The Hardy Boys 7 The Secret of the Caves by Franklin W. Dixon
The Hardy Boys 7 The Secret of the Caves by Franklin W. Dixon
Frank and Joe are back with their friends to solve another mystery. The major plot, occupying their father, is ongoing sabotage at an important new radar installation. It’s obvious from the beginning that this is going to tie into the smaller mystery that the Hardy’s get involved in. That’s finding a teenager’s missing brother, a college professor who recently returned from a country hostile to the United States. Could his disappearance be connected to his work in that nation?
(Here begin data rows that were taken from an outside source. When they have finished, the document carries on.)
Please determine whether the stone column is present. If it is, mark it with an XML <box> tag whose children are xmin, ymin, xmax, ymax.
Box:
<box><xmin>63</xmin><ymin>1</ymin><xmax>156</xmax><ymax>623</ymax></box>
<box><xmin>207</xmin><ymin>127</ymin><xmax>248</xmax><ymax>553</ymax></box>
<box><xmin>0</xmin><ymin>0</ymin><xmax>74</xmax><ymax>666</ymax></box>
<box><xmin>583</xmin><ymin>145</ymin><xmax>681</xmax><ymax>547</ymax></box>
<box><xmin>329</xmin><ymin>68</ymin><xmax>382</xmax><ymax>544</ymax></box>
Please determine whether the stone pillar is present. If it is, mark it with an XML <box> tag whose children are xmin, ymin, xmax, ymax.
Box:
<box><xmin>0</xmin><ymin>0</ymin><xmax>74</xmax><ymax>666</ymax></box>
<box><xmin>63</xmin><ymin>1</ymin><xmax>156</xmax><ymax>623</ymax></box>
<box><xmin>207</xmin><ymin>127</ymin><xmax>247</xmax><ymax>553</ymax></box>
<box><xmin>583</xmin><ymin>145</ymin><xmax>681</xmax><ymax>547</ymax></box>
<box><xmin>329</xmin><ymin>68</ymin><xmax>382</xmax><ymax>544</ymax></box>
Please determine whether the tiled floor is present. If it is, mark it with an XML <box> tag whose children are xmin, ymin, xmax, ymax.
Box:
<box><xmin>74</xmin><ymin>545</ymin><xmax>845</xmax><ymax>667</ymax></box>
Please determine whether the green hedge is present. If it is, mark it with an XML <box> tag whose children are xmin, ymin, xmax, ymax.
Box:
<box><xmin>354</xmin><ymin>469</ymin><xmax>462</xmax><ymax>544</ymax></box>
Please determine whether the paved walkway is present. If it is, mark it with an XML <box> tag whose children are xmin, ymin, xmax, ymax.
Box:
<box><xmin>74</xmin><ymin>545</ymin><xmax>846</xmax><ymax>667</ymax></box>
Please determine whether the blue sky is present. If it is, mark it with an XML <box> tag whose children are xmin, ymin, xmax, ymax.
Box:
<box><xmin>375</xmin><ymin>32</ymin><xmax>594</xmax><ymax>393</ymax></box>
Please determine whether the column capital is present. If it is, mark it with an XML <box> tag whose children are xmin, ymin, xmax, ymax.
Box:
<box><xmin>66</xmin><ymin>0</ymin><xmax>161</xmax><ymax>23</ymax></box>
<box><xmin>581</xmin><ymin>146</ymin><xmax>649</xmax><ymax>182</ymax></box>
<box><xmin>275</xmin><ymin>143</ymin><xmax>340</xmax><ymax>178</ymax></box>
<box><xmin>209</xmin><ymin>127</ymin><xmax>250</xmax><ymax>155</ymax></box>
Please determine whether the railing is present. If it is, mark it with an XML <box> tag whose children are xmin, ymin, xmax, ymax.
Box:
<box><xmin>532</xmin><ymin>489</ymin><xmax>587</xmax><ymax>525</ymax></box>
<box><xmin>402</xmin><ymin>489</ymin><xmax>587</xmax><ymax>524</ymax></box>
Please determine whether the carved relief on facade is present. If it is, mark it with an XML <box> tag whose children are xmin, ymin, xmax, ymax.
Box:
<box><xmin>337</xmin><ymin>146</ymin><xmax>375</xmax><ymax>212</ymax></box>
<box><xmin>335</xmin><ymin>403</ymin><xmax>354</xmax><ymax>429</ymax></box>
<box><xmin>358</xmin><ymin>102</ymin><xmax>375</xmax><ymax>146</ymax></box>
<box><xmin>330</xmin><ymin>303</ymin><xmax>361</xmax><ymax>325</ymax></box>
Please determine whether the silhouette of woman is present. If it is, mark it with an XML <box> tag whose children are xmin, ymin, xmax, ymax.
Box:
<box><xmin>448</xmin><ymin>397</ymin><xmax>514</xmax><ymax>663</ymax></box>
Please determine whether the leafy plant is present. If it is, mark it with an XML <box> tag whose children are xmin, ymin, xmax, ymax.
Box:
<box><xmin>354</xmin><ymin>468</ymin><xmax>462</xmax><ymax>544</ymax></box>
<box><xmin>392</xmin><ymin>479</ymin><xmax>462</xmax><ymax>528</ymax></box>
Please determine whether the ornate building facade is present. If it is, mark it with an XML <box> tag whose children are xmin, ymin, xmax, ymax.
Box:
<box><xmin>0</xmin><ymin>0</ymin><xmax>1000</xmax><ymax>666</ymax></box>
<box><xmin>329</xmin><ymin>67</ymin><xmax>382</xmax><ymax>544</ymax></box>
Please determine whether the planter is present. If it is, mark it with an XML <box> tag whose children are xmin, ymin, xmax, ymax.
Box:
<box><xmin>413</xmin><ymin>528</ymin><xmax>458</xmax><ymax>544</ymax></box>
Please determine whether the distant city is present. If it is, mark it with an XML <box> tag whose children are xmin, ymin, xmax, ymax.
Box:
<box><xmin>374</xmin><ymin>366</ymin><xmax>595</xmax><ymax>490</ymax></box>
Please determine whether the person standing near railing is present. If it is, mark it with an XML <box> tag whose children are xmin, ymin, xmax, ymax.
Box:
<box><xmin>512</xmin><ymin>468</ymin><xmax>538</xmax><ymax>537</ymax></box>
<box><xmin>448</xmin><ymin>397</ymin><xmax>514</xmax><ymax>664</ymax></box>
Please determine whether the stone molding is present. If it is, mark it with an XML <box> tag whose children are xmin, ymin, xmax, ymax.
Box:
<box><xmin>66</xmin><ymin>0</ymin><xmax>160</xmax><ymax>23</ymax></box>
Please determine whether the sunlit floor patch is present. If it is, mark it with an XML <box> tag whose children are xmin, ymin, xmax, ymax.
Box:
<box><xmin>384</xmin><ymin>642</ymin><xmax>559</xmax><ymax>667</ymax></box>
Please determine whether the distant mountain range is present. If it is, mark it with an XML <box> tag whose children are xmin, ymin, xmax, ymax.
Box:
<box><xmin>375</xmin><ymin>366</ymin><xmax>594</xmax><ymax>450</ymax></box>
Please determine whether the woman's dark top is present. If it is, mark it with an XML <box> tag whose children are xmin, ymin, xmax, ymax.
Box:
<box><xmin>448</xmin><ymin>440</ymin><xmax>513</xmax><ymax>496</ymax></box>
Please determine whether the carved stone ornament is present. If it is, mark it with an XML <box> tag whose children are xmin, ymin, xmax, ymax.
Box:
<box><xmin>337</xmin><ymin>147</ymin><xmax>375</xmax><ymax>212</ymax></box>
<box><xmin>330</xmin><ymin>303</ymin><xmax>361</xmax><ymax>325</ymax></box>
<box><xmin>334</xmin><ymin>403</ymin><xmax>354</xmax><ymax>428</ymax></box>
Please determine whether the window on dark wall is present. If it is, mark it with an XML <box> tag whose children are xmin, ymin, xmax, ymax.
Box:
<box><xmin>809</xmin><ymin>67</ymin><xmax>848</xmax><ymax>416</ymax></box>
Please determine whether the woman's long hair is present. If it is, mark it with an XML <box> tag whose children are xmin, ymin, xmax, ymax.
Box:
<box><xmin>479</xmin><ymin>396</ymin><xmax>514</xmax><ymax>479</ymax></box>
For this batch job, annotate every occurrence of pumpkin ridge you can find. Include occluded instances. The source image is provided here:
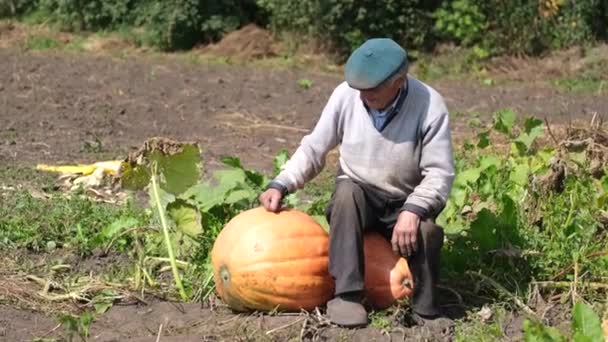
[237,255,327,273]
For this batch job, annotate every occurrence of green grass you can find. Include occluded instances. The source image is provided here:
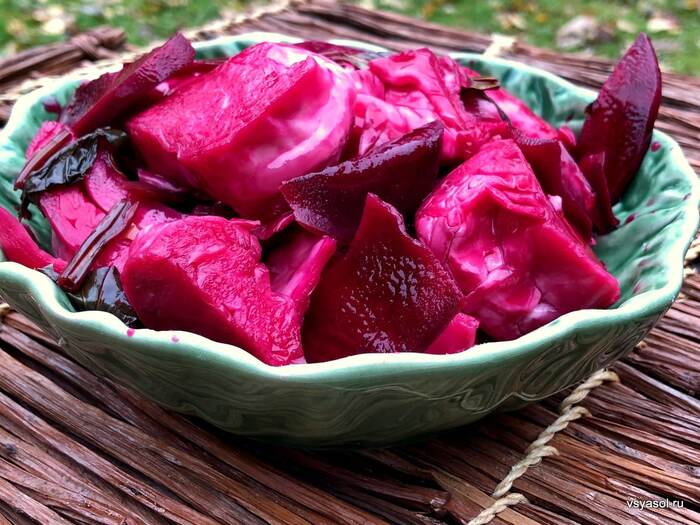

The best part of this novel was a “trick” that gets played on Frank and Joe to scare them away from searching for the missing man. Someone tells a college fraternity that the Hardy’s are planning to pledge and the fraternity is encouraged to play a rather extreme prank on them that involves tying the brothers up and leaving them on the rail road tracks. This looks like an extreme attempt to murder them, but they really weren’t in danger. And while this level of hazing would bring in law enforcement today, it felt believable in the context of the 1960s when this book was rewritten.
The brothers also have to figure out how to deal with a person suffering from multiple personalities and this too came off better than I expected. While they find the encounter unsettling, they treat the man with respect and compassion as one would expect of the two.
When push comes to shove, the bad guys in this book are all bad and the reader has a pretty good chance to figure out who they are. The boys and their friends have to work around a lot of obstructions, but in the end they figure things out and make the country a little bit safer from its enemies.